Retinitis Pigmentosa: Fighting from experience

Caterina’s life was turned upside down by retinitis pigmentosa. Today, she deals with the disease with a lot of inner strength and will to fight and has been defying it for three years with the help of TES.

Caterina was well established with her own hairdressing salon, five employees, a partner and a six-year-old son when she noticed serious eye problems in her mid-thirties. Caterina remembers it well: “It was on a wedding night in July 1999. Actually, everyone found their way around in the dark forest, except me. So I went to the eye doctor and he immediately diagnosed me with retinitis pigmentosa. That was a huge shock at first. Initially I didn’t want to believe it either, after all, I saw every single hair.” In retrospect, however, the diagnosis explained a lot. “I’ve always been a very busy person, everything was quick-quick with me. I thought it was because of this, I often threw things down. Little did I know that my field of vision was limited.”

After diagnosis, the condition then progressed gradually, largely preserving her vision. Even today, Caterina does not need reading glasses, for example. However, her field of vision became smaller and smaller, until it was a tunnel, as she says. She had to give up her hairdressing salon in 2009, and at some point, she could no longer go rollerblading or cycling. Nevertheless, she didn’t let it get her down and fought her way to be granted a status as severely disabled. “With all the disadvantages of the illness, you also have a few advantages, but you have to fight for them,” she affirms.

This was and is also true for her on the knowledge front. Through PRO RETINA Deutschland e. V., a self-help association of people with retinal degenerations, Caterina learned about the special consultation for retinitis pigmentosa patients at the Tübingen Eye Clinic. It was here that she first heard about TES and gained hope that she might be able to stop further deterioration. Before she could start treatment, however, there were once again hurdles to overcome. Caterina did not have the financial means to pay for the device and electrodes out of her own pocket, and her health insurance company initially refused to cover the costs because TES is not (yet) part of standard care. “I finally went to court. All in all, it took another two years until the health insurance actually paid,” says Caterina.

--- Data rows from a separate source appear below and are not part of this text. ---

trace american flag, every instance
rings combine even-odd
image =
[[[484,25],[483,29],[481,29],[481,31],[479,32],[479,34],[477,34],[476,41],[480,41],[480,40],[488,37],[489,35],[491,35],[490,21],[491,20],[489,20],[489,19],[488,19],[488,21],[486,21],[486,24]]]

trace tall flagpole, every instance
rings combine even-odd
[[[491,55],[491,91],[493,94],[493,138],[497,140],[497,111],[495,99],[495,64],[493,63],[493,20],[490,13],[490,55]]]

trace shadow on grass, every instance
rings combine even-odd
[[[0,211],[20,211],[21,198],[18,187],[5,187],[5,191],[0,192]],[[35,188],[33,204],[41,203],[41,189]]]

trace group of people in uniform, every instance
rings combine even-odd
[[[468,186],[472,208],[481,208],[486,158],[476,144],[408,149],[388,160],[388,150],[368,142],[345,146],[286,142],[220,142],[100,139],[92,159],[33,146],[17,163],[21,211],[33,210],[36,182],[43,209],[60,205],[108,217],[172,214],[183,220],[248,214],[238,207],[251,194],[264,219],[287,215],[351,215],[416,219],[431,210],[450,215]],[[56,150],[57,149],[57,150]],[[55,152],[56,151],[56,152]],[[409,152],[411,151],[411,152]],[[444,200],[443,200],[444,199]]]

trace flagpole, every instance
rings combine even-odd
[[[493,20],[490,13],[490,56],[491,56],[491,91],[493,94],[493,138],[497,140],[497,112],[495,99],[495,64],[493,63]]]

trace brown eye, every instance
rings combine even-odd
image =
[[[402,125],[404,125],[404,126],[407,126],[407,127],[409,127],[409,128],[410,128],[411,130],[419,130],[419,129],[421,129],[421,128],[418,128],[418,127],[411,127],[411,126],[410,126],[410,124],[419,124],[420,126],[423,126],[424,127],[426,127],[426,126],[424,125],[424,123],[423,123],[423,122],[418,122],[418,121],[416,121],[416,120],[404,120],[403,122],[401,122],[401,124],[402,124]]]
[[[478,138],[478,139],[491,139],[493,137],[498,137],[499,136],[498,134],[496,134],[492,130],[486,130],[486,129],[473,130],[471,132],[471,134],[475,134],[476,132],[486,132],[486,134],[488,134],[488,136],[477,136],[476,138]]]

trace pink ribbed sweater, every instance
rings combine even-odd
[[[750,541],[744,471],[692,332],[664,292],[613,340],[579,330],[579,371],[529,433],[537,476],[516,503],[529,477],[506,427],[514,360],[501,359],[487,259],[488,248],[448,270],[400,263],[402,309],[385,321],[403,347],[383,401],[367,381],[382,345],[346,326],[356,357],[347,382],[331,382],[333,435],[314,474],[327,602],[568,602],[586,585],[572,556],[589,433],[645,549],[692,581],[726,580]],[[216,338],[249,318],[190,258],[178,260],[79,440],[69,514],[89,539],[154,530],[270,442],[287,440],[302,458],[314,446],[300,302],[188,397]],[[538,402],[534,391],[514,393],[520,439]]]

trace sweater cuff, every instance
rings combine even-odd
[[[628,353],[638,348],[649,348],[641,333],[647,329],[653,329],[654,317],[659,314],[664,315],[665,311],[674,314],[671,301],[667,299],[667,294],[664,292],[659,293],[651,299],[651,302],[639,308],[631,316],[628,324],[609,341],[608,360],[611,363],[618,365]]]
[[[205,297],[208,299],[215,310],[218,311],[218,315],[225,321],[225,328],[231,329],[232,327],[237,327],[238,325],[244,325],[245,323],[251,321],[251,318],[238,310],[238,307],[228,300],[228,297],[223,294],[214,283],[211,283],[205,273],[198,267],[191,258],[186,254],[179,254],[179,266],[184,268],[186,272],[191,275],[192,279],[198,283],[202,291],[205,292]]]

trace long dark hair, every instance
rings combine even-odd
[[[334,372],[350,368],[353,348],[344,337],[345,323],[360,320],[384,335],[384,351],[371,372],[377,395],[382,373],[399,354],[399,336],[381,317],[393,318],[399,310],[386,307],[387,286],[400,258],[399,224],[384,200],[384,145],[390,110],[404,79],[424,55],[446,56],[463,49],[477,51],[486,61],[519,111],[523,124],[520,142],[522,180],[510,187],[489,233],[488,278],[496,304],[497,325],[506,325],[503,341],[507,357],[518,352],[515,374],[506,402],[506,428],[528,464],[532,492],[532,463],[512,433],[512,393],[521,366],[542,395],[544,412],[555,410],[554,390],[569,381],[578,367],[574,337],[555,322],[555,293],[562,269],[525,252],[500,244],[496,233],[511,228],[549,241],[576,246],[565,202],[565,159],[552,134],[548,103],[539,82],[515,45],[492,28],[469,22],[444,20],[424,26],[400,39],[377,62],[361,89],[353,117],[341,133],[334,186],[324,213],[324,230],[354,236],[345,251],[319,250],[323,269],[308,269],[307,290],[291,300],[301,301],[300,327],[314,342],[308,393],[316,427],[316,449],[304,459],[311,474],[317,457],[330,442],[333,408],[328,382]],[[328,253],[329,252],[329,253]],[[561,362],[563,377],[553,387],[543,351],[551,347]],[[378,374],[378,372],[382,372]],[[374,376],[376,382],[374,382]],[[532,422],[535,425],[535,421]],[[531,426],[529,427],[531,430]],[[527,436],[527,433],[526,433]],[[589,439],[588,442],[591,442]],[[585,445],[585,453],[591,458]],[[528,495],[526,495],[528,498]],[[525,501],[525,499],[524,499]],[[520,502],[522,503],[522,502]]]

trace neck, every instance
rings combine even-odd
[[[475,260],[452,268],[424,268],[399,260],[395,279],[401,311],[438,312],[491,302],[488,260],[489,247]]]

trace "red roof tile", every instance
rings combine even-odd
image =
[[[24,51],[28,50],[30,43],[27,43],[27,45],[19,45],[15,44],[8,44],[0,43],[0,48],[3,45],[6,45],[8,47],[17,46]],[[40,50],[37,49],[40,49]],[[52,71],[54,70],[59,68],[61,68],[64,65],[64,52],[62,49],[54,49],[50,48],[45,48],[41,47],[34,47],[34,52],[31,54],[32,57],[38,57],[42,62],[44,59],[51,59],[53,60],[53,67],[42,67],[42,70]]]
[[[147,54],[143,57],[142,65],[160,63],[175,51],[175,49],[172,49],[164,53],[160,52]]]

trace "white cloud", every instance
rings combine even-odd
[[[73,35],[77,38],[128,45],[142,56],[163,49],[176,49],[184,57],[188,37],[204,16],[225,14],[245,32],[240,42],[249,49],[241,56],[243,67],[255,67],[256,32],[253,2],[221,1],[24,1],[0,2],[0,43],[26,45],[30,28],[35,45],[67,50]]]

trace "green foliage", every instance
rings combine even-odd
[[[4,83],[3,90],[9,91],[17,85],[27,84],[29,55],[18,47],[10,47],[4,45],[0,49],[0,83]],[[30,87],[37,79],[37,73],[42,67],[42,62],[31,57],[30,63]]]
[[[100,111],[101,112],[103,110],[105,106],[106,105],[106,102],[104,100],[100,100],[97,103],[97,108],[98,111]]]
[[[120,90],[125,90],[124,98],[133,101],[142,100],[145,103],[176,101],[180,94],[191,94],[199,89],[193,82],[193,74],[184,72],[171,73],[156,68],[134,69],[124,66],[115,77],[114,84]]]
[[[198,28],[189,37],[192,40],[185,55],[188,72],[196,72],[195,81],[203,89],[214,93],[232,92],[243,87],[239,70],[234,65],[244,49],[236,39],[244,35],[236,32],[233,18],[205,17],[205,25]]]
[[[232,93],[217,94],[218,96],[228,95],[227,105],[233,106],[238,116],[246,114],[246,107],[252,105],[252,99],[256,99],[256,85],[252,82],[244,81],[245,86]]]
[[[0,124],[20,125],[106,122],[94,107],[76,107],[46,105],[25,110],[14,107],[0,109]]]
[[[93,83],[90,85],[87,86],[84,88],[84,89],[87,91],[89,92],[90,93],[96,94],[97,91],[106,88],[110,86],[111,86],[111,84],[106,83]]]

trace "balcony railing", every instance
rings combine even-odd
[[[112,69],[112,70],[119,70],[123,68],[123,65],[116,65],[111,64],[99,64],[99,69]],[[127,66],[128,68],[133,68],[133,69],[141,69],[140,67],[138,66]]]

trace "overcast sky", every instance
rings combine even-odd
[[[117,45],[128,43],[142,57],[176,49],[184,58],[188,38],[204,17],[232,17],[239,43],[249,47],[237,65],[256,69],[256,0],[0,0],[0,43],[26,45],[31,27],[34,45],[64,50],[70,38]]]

In the meantime, she has been using TES for half an hour each week for three years. “Sunday mornings at 9 am is my time for it. In the beginning, my husband always helped me, but now I put on the device and the electrodes myself. Beforehand, I drink something and take eye drops to avoid a burning sensation. Since I’ve been doing this, I hardly notice anything,” says Caterina. After initial difficulties with individual electrodes, she now gets on well with the OkuStim system.

Caterina likes to pass on her experiences with both the disease and TES to other patients, whether at seminars or in private conversations. “I have the feeling that the disease progresses more slowly thanks to the treatment and it definitely helps mentally and morally. The check-up results also show a slowing down. So yes, I recommend it.” And Caterina has another piece of advice for other people affected: “I learned how to walk with a cane in a course and I recommend that to others, too, and preferably while they can still see reasonably well.”